> I am a newbie -- please speak slowly and use small words.
Regardless if I write slow or fast, I believe, given this channel of communication, its up to you to read slow.
> We have a data problem which seems to lend itself to a graph database.
> We will be receiving new data plus regular updates to existing data in
> XML (or a format which can be easily converted to XML). I got pointed
> to Neo4j (cool), found Gremlin (VERY cool), found out about GraphML
> (YEESSH!), but then discovered (as documented by Gremlin) that Neo4j
> ignores IDs in the GraphML file. So if one loads a GraphML file via
> Gremlin with IDs that match IDs in an existing Neo4j graph, new graph
> elements will be created.
Yes! You are correct. Unfortunately, there is no way to control the IDs in Neo4j. It is of my opinion that Neo4j should not even expose the notion of ID on their API. And thus, users (such as yourself) would make use of their own ID framework through the properties of vertices and edges.
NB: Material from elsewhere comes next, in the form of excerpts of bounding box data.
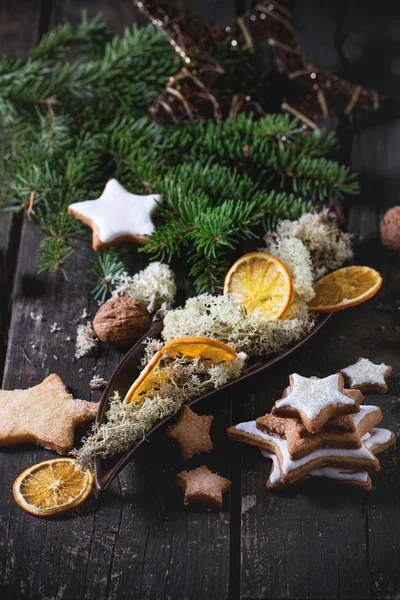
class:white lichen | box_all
[162,294,313,356]
[111,262,176,312]
[78,308,90,319]
[75,321,98,358]
[265,233,315,303]
[73,355,246,466]
[272,210,353,280]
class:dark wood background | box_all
[0,0,400,600]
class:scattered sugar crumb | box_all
[75,321,97,358]
[89,375,108,390]
[242,494,257,513]
[29,312,43,321]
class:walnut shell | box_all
[381,206,400,250]
[93,298,151,348]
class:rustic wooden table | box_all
[0,0,400,600]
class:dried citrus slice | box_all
[125,337,237,404]
[224,252,293,321]
[13,458,93,517]
[308,267,382,312]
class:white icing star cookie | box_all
[340,358,392,392]
[0,374,98,454]
[68,179,161,250]
[261,450,372,492]
[227,421,379,484]
[272,373,360,433]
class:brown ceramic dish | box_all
[94,314,332,491]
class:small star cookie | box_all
[176,465,232,509]
[340,358,392,393]
[272,373,360,433]
[68,179,161,251]
[167,404,214,462]
[0,375,97,454]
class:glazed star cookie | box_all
[362,427,396,454]
[340,357,392,393]
[68,179,161,251]
[256,406,382,460]
[167,404,214,462]
[176,465,232,509]
[280,377,364,431]
[227,421,379,483]
[261,450,372,492]
[272,373,360,433]
[0,375,97,454]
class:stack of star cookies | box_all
[228,358,395,490]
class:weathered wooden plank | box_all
[238,247,400,598]
[0,0,45,380]
[0,222,230,599]
[0,214,12,377]
[235,110,400,598]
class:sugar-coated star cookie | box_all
[256,406,382,460]
[340,357,392,393]
[261,450,372,492]
[362,427,396,454]
[227,421,379,483]
[68,179,161,250]
[0,375,97,454]
[280,377,366,431]
[167,404,214,462]
[272,373,360,433]
[176,465,232,509]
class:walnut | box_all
[93,298,151,348]
[381,206,400,250]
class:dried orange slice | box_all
[308,267,382,312]
[224,252,293,321]
[125,337,237,404]
[13,458,93,517]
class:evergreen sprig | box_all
[0,14,358,300]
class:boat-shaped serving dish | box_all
[94,314,332,491]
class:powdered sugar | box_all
[342,358,389,385]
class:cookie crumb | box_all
[89,375,108,390]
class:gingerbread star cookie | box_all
[272,373,360,433]
[0,375,97,454]
[167,404,214,462]
[261,450,372,492]
[176,465,232,509]
[68,179,161,250]
[340,357,392,393]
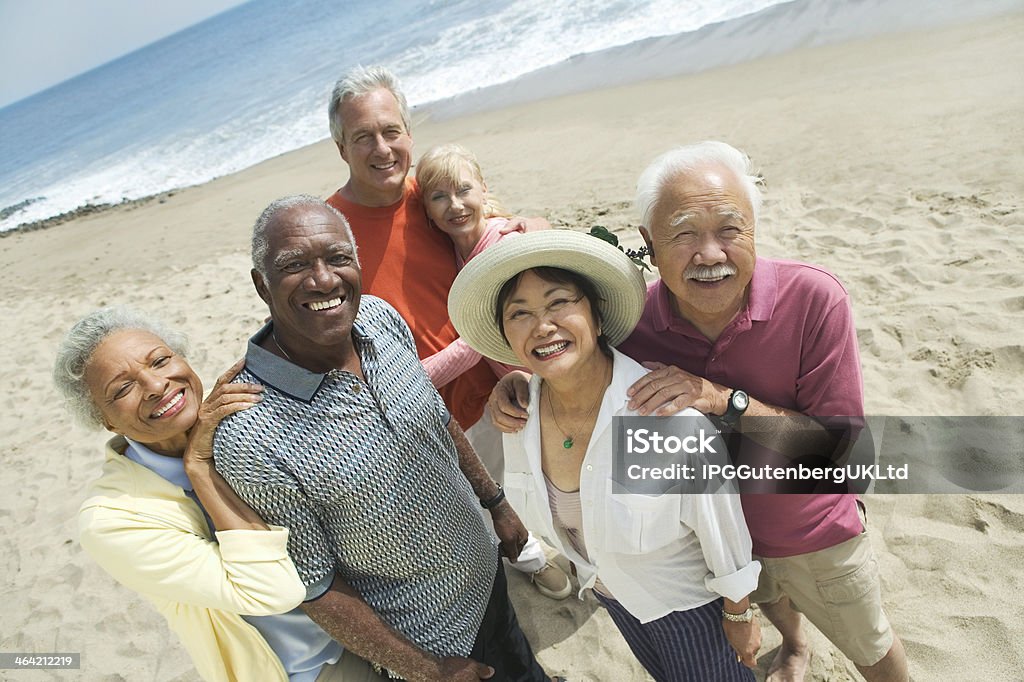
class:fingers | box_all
[512,374,529,409]
[498,216,526,235]
[488,372,529,433]
[627,366,700,417]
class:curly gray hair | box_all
[53,306,188,429]
[250,195,359,282]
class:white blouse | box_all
[504,350,761,623]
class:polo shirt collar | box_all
[246,314,374,402]
[648,257,778,332]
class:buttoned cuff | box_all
[705,561,761,601]
[217,525,288,561]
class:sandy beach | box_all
[0,13,1024,682]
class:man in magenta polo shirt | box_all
[492,142,908,682]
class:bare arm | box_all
[302,576,494,681]
[622,363,837,458]
[447,419,529,561]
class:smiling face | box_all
[502,270,602,382]
[643,161,757,329]
[253,206,362,372]
[422,162,487,244]
[85,329,203,456]
[338,88,413,206]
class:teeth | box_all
[153,390,185,417]
[306,298,341,310]
[534,341,569,357]
[683,263,736,284]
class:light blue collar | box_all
[125,438,191,493]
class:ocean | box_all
[0,0,1021,231]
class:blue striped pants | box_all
[594,592,754,682]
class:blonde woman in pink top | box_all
[416,144,572,599]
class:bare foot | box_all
[765,642,811,682]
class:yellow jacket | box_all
[78,436,306,682]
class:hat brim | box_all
[449,229,647,365]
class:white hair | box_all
[53,306,188,429]
[634,140,763,229]
[327,66,413,144]
[252,195,359,281]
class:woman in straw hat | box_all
[449,230,760,681]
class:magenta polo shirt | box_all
[618,258,864,557]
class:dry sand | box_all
[0,10,1024,681]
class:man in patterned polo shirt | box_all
[214,197,548,680]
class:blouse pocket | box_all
[604,487,681,554]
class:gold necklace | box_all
[544,368,604,450]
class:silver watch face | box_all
[732,391,751,412]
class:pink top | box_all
[544,475,614,599]
[422,218,516,388]
[618,258,864,557]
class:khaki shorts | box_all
[751,518,893,666]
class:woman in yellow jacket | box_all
[54,308,373,682]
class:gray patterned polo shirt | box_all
[214,295,498,656]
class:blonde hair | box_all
[416,144,512,218]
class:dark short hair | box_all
[495,265,611,355]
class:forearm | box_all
[185,460,267,530]
[302,577,440,680]
[447,419,499,500]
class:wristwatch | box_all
[722,606,754,623]
[722,388,751,426]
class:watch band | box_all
[721,388,751,426]
[722,606,754,623]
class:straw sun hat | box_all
[449,229,646,365]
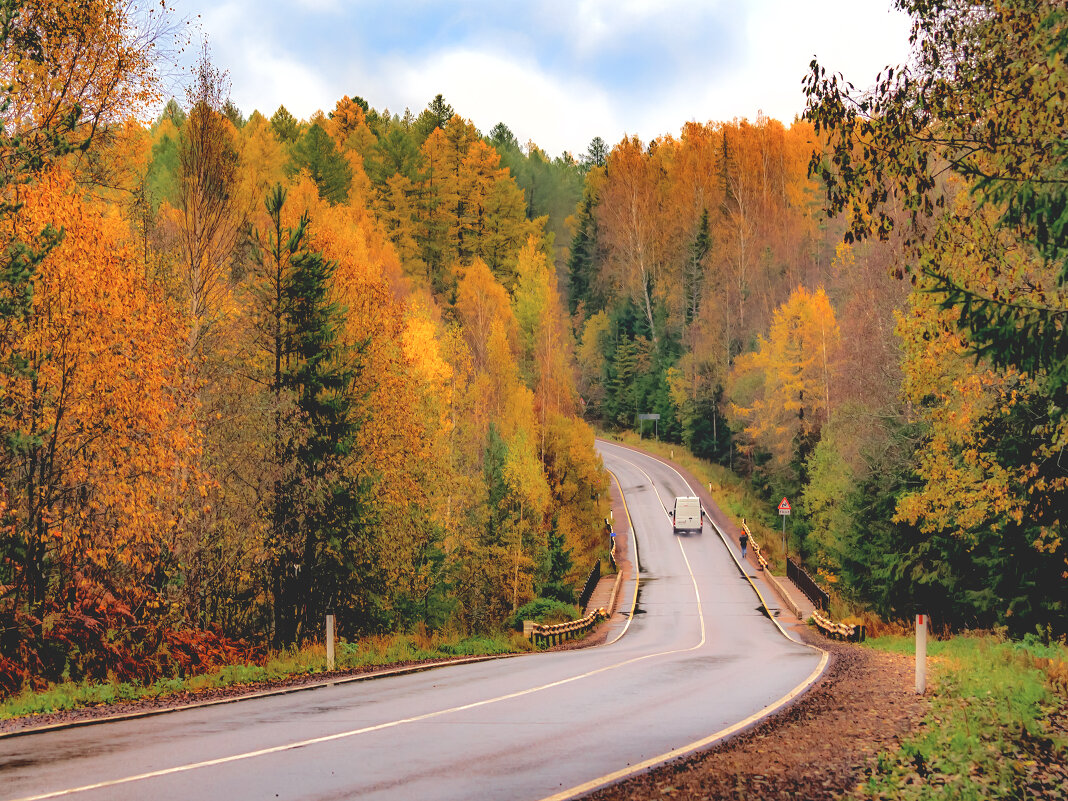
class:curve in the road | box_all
[0,443,827,801]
> What I would really like is what TinkerGraph does, which is to update
> graph elements when IDs match vs. always creating new graph elements.
> Is there a way to convince Gremlin/Neo4j to do this? For my
> application, I would be willing to have a required property for every
> node and relationship called (for example) "id." I would also be
> willing to ensure "id" is unique across my data (or suffer the
> consequences if it is not). Performance and capacity are not huge
> concerns for me.
It is very easy to write a GraphML reader/writer for your particular use case. Please see:
You will note how I get around the Neo4j ID issue when reading by storing IDs to an ever growing hashmap :(. As graphs grow in size, this will cause a OutOfMemoryException, but I can't think of another way to do it..... For your particular situation, simply adapt this code to search for a particular vertex with a particular "id" property.
> Given this, could the load functionality for Neo4j graphs be hacked
> such that when loading a GraphML file it first tries to look up a node
> with the same value for the "id" property for update, but if not found
> creates a new one? Would this require a new "graph framework" using
> Blueprints (per Gremlin documentation)? Or am I thinking about this
> all wrong? Any vague direction you can provide would be helpful.
As I said before, for your particular use case with an "id" property as a unique identifier, just adapt the Blueprints GraphML reader/writer code (in your project) to handle your situation. The code is small, simple (hopefully), and your solution will be tailored to your particular needs.
Finally, if your graph is on the order of (~1million vertices/1million edges), you can always use TinkerGraph as your "graph db". It will be in-memory, but it will be fast and you can use the GraphML Reader/Writer as your serialization when you load/shutdown your application... ??
Good luck and please feel free to continue to ask questions on such matters...
Take care,
Marko.